Each server typically will include an operating system that provides executable program instructions for the general administration and operation of that server, and typically will include a computer-readable storage medium (e.g., a hard disk, random access memory, read only memory, etc.) storing instructions that, when executed by a processor of the server, allow the server to perform its intended functions. Suitable implementations for the operating system and general functionality of the servers are known or commercially available, and are readily implemented by persons having ordinary skill in the art, particularly in light of the disclosure herein.

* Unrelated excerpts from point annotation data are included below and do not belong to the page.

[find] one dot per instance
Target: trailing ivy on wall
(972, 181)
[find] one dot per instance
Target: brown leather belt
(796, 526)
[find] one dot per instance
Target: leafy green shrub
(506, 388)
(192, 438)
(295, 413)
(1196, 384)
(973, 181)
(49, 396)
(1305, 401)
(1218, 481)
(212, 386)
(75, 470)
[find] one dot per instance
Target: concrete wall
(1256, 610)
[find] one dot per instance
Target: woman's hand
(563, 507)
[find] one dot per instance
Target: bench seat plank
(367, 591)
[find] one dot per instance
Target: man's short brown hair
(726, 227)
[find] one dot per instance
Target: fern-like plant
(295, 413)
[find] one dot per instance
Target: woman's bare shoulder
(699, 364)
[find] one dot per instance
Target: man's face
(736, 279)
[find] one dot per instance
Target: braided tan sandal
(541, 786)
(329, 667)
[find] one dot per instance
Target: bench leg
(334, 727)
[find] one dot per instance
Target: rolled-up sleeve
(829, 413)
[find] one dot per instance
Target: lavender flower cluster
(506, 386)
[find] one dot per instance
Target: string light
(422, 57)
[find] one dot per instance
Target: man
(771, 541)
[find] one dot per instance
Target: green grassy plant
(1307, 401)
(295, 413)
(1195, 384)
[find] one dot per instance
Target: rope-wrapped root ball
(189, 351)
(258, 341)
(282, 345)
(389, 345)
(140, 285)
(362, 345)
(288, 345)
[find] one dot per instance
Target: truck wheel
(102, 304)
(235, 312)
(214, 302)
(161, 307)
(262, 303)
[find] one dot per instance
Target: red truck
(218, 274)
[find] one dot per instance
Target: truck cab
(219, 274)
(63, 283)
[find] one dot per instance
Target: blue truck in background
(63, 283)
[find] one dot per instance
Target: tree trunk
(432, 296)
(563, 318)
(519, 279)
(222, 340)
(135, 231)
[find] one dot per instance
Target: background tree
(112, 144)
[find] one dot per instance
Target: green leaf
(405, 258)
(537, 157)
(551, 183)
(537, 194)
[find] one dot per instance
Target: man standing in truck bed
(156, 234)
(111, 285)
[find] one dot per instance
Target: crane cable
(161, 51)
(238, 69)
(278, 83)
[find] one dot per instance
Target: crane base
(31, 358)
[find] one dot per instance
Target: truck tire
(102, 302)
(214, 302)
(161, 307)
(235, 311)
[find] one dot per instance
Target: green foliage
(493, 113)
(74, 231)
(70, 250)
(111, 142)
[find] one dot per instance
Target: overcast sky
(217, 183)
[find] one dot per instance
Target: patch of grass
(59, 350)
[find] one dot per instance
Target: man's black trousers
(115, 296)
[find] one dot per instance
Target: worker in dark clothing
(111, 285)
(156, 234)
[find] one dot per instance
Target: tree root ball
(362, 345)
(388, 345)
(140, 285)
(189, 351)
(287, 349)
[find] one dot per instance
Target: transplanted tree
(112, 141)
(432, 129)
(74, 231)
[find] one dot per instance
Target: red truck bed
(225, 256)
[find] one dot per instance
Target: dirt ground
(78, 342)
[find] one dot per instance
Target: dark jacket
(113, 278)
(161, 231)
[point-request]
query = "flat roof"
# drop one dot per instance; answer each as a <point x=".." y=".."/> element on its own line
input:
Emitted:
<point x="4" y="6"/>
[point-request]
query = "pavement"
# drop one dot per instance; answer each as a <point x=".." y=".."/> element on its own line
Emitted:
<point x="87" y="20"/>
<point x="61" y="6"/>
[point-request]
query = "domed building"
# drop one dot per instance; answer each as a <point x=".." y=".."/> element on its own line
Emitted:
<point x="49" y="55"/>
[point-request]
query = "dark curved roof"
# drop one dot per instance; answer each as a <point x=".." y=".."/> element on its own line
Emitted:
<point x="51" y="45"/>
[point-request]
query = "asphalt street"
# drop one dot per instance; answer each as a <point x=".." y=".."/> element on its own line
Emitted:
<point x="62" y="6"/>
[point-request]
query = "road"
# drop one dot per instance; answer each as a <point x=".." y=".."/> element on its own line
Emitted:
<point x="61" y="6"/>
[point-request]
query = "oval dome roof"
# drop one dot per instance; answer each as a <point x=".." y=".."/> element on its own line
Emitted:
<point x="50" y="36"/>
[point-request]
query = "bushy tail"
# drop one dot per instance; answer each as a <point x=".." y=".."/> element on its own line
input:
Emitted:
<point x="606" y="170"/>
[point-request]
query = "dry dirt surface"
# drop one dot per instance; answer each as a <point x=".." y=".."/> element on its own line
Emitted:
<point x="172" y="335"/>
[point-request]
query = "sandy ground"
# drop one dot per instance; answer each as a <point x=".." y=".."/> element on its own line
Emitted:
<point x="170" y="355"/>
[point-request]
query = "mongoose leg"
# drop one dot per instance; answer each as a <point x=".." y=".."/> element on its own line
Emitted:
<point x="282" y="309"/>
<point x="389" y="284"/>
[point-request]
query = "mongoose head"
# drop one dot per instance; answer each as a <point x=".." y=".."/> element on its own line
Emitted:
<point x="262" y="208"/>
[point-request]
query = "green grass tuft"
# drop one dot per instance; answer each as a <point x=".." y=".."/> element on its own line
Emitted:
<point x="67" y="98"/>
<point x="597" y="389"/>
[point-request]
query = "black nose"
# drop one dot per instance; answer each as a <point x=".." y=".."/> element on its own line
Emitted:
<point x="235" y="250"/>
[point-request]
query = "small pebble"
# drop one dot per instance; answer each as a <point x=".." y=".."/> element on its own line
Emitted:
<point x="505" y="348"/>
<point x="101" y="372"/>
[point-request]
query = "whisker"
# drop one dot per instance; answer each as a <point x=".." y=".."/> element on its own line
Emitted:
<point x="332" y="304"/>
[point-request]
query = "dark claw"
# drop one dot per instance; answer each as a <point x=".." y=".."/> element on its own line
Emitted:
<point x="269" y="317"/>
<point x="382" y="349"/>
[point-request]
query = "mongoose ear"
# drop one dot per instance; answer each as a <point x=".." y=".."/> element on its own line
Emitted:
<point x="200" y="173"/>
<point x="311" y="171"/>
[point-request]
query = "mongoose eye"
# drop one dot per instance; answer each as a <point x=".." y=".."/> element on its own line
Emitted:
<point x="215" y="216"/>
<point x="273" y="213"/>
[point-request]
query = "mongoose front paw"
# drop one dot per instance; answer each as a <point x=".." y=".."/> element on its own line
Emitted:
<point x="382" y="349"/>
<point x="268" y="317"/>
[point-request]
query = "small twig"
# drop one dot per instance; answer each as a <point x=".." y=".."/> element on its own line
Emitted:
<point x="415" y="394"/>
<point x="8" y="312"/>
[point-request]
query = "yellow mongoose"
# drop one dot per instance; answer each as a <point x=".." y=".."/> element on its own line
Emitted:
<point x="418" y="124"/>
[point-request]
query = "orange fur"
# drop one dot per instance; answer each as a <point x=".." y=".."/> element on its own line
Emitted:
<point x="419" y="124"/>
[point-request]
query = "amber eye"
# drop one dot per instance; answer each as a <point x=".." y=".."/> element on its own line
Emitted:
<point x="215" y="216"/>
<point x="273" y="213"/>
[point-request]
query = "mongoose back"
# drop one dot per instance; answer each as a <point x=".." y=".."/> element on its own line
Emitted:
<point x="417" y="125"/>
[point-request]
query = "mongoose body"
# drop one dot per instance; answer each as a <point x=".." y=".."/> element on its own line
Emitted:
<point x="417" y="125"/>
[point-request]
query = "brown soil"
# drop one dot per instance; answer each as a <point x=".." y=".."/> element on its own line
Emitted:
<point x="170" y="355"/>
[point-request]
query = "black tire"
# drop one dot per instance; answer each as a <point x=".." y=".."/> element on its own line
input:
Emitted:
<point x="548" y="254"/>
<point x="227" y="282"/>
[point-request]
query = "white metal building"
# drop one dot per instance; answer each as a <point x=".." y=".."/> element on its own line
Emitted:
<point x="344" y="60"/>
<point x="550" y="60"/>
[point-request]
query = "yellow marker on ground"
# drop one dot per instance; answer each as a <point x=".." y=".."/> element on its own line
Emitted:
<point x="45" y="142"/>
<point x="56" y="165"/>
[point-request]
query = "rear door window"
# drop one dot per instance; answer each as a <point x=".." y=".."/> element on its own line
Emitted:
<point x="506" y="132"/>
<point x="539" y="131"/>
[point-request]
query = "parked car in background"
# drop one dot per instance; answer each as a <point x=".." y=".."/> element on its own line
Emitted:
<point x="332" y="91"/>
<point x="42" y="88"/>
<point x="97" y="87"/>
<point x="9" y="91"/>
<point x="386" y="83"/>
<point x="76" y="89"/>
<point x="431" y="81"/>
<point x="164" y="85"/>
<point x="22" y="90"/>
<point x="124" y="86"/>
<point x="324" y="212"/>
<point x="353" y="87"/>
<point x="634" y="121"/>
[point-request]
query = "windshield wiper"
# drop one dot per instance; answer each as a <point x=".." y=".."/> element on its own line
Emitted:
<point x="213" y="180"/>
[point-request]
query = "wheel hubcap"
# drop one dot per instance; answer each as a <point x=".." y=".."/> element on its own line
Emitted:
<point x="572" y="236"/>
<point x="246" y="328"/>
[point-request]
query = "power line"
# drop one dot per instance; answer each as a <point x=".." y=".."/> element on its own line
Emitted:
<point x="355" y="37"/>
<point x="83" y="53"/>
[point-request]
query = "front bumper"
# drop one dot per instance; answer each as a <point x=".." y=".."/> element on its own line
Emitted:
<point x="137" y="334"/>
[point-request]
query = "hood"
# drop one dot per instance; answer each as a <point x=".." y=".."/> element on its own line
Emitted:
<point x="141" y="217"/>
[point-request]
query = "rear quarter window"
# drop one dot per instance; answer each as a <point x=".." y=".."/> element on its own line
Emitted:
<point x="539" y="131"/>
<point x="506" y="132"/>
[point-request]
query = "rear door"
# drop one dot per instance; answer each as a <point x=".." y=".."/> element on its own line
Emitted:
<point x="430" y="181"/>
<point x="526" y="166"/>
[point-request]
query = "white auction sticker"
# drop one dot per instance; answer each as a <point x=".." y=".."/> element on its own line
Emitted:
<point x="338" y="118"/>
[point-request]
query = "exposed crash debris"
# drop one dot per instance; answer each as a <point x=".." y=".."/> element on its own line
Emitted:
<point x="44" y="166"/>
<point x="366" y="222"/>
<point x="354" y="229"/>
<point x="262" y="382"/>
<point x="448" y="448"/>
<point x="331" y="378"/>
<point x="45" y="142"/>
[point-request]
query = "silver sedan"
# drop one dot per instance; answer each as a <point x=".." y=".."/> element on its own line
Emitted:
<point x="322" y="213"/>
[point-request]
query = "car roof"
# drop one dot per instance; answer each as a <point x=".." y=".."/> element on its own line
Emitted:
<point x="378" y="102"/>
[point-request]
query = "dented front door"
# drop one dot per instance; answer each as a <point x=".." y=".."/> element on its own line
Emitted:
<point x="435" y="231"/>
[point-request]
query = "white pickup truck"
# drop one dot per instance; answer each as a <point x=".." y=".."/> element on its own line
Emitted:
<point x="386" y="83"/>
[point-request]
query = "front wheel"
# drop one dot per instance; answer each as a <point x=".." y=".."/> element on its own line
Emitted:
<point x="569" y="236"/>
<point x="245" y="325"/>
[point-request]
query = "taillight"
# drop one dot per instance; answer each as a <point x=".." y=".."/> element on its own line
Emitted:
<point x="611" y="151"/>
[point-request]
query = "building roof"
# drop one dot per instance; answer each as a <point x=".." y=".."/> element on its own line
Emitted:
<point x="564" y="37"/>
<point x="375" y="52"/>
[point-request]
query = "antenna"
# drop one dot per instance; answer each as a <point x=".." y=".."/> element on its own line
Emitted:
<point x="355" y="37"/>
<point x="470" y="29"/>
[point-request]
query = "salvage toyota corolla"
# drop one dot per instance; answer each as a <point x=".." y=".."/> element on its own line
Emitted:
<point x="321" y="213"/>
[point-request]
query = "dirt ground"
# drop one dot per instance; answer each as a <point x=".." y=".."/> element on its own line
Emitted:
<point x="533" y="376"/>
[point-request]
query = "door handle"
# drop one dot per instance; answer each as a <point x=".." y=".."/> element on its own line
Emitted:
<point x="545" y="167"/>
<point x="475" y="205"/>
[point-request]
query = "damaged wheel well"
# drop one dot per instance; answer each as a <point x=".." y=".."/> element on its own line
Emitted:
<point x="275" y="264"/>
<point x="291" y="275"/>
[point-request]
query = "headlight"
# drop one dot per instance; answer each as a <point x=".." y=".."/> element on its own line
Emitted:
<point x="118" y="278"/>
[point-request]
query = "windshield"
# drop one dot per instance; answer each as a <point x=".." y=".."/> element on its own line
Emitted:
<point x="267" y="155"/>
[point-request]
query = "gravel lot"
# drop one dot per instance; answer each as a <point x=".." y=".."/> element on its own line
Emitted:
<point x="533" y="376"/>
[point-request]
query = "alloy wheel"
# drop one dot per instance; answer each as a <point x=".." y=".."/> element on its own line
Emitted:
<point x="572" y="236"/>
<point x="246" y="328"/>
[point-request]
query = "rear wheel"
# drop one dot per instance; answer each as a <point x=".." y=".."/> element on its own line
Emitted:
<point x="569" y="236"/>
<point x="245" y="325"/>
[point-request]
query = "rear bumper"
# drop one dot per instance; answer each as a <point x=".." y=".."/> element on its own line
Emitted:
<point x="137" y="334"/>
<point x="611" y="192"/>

The environment in one embodiment is a distributed computing environment utilizing several computer systems and components that are interconnected via communication links, using one or more computer networks or direct connections. However, it will be appreciated by those of ordinary skill in the art that such a system could operate equally well in a system having fewer or a greater number of components than are illustrated in FIG. 9. Thus, the depiction of the system 900 in FIG. 9 should be taken as being illustrative in nature, and not limiting to the scope of the disclosure.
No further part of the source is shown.